By John Strege
KAPALUA, Hawaii -- On two occasions, Matt Kuchar's ball was blown off the tee. Ben Curtis hit greens in regulation on his first two holes and played them in five-over par. Ian Poulter expressed remorse that he hadn't invested in Maui wind farms.
So it is that the Hyundai Tournament of Champions that was supposed to end on Monday is now set to start on Monday as a result of winds, this time gusting to 48 miles per hour.
For the second time in three days, play was suspended in mid-round on the Plantation Course at Kapalua and scores were scrapped on Sunday. The tournament will start over again at 7:10 a.m. Hawaiian time on Monday, with the goal to play 36 holes, followed by an additional 18 on Tuesday.

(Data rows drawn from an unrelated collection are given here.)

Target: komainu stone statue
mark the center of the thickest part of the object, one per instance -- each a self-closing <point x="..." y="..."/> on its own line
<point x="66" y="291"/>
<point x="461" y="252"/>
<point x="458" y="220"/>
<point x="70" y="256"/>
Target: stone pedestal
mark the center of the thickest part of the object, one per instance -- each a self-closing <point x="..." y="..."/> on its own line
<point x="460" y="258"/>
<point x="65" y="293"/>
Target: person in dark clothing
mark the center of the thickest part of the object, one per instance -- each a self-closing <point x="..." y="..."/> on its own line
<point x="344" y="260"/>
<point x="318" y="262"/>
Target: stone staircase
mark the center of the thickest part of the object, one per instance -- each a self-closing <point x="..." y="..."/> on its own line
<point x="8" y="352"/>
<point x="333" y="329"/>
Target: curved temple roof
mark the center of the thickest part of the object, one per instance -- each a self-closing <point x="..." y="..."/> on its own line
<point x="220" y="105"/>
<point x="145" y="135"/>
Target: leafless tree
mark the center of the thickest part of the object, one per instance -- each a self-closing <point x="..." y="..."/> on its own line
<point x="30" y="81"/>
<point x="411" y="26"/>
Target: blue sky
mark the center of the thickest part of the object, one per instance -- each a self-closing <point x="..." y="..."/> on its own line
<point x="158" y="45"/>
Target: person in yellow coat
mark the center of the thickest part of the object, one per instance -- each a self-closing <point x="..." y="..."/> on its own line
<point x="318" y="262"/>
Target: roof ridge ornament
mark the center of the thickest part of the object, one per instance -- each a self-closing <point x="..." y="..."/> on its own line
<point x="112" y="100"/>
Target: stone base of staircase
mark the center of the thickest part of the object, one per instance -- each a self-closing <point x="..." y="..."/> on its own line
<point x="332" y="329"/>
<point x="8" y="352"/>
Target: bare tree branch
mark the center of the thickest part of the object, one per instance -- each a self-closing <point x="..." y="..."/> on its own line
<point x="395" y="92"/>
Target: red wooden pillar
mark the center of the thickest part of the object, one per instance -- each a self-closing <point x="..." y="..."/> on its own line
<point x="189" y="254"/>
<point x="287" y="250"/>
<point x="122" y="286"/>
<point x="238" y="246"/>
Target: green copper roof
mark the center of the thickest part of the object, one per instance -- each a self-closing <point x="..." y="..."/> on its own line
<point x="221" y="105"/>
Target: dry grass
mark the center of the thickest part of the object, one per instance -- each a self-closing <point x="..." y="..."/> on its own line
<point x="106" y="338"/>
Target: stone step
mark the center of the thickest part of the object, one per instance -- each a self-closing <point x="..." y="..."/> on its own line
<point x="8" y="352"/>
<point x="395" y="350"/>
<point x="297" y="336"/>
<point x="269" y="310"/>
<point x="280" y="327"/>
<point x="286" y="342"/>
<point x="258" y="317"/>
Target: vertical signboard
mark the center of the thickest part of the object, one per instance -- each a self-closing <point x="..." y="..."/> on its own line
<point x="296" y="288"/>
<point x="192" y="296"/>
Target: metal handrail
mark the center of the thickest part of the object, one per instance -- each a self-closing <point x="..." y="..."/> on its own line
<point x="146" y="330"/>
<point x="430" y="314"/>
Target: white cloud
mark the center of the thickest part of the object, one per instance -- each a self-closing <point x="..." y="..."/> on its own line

"We tried, and what happened was expected," Poulter said. "But what can the tournament do? It's all really unfortunate. I understand why they had to try. They had no options. To the outside world everyone sees it's blue skies, we're in Hawaii, why aren't we playing golf? Well, I think we just showcased for the last hour why we shouldn't be on the golf course. It's unplayable. What should we have done? What could we have done? I don't know. This is a complete freak of nature. There's no other way to explain it, and it's just unfortunate for everybody involved."
Andy Pazder, chief of operations for the PGA Tour, said that the players can play if the wind gusts are in the 25 to 30 mile-per-hour range. "We registered gusts up to 48 miles per hour right before we suspended play," he said.
Slugger White, vice president rules and competition for the tour, said, "You just can't play in this. You could hardly walk in it, much less play golf."
White said the forecast for Monday is modestly better. "We've got about a five-mile-an-our decrease in velocity [projected]," he said.
Keegan Bradley, meanwhile, considered the possibility that these were the strongest winds he's ever experienced.
"Maybe at the top of a ski hill a couple times," he said. "This is the worst I've ever seen on a golf course."